Olivier Quesnel paid tribute to his 'warriors' in the #9 car after David Brabham, Marc Gene and Alex Wurz secured victory for Peugeot in the Le Mans 24 Hours.

Having lost out to Audi for the last two seasons, the Peugeot squad finally secured its first La Sarthe success with the 908 HDi, with the win being the third for the French outfit following back-to-back victories in 1992 and 1993.

The #9 car had arguably been the least-fancied of the Peugeots going into the race, with the all-French line-up of Stephane Sarrazin, Franck Montagny and Sebastien Bourdais starting the race as favourite from pole position.

Indeed, the #8 car led the early stages of the race before being delayed in the pits, at which point the #9 car hit the front.
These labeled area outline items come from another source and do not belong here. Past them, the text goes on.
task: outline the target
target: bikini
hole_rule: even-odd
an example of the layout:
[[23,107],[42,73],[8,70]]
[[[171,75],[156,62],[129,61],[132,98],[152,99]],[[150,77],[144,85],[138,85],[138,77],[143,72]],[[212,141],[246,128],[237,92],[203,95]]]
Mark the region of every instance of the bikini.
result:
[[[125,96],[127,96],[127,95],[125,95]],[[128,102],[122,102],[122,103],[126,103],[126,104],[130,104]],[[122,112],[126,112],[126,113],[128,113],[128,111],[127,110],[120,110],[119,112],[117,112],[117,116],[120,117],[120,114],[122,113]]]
The experience of the three drivers at the wheel then paid dividends as the car remained out front from just before the five hour mark through to the finish, turning quick and consistent laps and staying out of trouble.

"Before the start, I used a French cycling analogy to describe the crew of the #8 car as 'sprinters', the #7 crew as 'road sprinters' and the #9 drivers as 'warriors'," Peugeot Sport director Quesnel said. "Today, it was the 'warriors' who won. I really sense that the public and Automobiles Peugeot wanted this result. We faced a huge challenge and we succeeded in rising to it.
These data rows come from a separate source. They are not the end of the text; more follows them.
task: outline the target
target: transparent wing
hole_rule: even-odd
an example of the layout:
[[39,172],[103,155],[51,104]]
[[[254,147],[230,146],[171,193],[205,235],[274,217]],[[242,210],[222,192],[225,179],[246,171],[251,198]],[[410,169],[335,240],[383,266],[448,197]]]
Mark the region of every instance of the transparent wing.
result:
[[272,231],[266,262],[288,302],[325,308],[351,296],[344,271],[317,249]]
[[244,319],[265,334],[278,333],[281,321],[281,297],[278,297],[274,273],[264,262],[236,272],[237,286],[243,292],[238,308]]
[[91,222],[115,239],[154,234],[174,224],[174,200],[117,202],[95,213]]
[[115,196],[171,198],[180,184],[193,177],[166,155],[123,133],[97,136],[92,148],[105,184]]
"We were here as challengers, and our mission was to try to topple the favourites. And that is exactly what we did, essentially by steering clear of the different potential pitfalls in our path. It turned out to be a terrific race, and Peugeot Sport is a truly magnificent team. I am so proud of all the people who were involved in this project. This win is Peugeot Sport's win."

The #8 car ended up second as Peugeot secured a popular 1-2 finish, while the #7 car recovered from a lengthy pit-stop to take the flag in sixth after battling back through the field.